A variety of agricultural and food-related technologies were developed in the Middle East during the Medieval Period and introduced by means of trade through the Mediterranean as well as by conquest – or as part of the Crusaders contact with the region.
A previous blog discussed the introduction of sugar from the Middle East into Europe. Perfumes and rosewater were also produced and exported to Europe, as briefly explained in the following entry from The History of Science and Technology in Islam.
According to some historians of perfumes, the Arabs became for several centuries the perfumers of the world… It is reported that among the many presents of Harun al-Rashid to Charlemagne were several types of perfumes.
Forbes, the historian of technology, says that only with the coming of the golden age of Arab culture was a technique developed for the distillation of essential oils.

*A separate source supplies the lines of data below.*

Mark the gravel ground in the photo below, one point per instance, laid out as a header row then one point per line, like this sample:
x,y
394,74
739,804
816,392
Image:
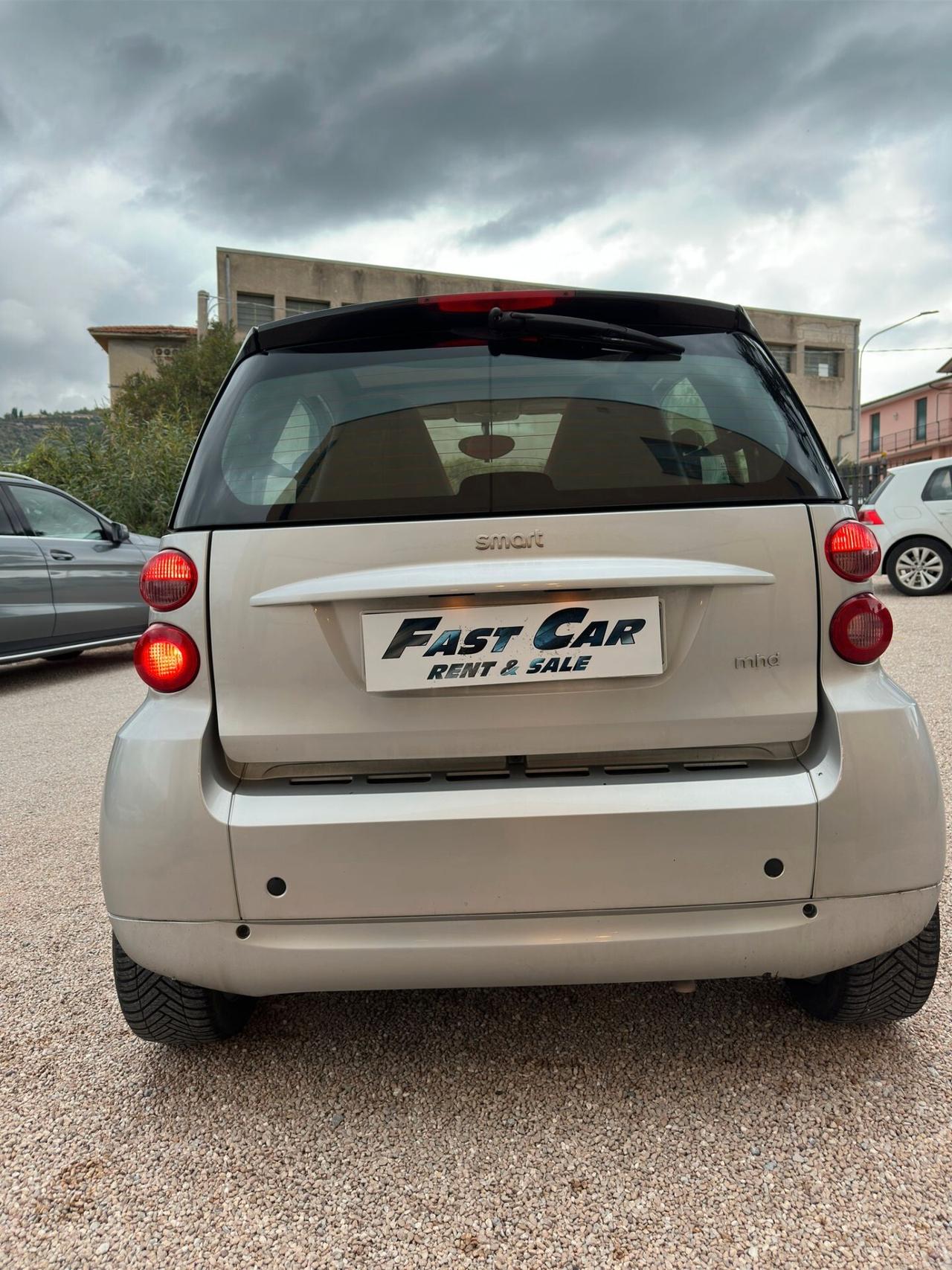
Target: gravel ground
x,y
531,1128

By distilling their favourite flower, the rose, the Arabs succeeded in extracting from it a perfume that is still a favourite all over the world – rose water. Rose water came to Europe at the time of the Crusades.
Damascus was famous for its rose-water. We have detailed descriptions in the literature of rose-water distillation installations in Damascus. It was exported to several countries including Europe.
According to Arab geographers, rose water was distilled also in Jur, and in other towns in Fars. The rosewater of Jur was the best quality and it was exported to all countries of the world including: the Rum (Byzantium), Rumia (Rome) and the lands of Firanja (France and Western Europe), India and China.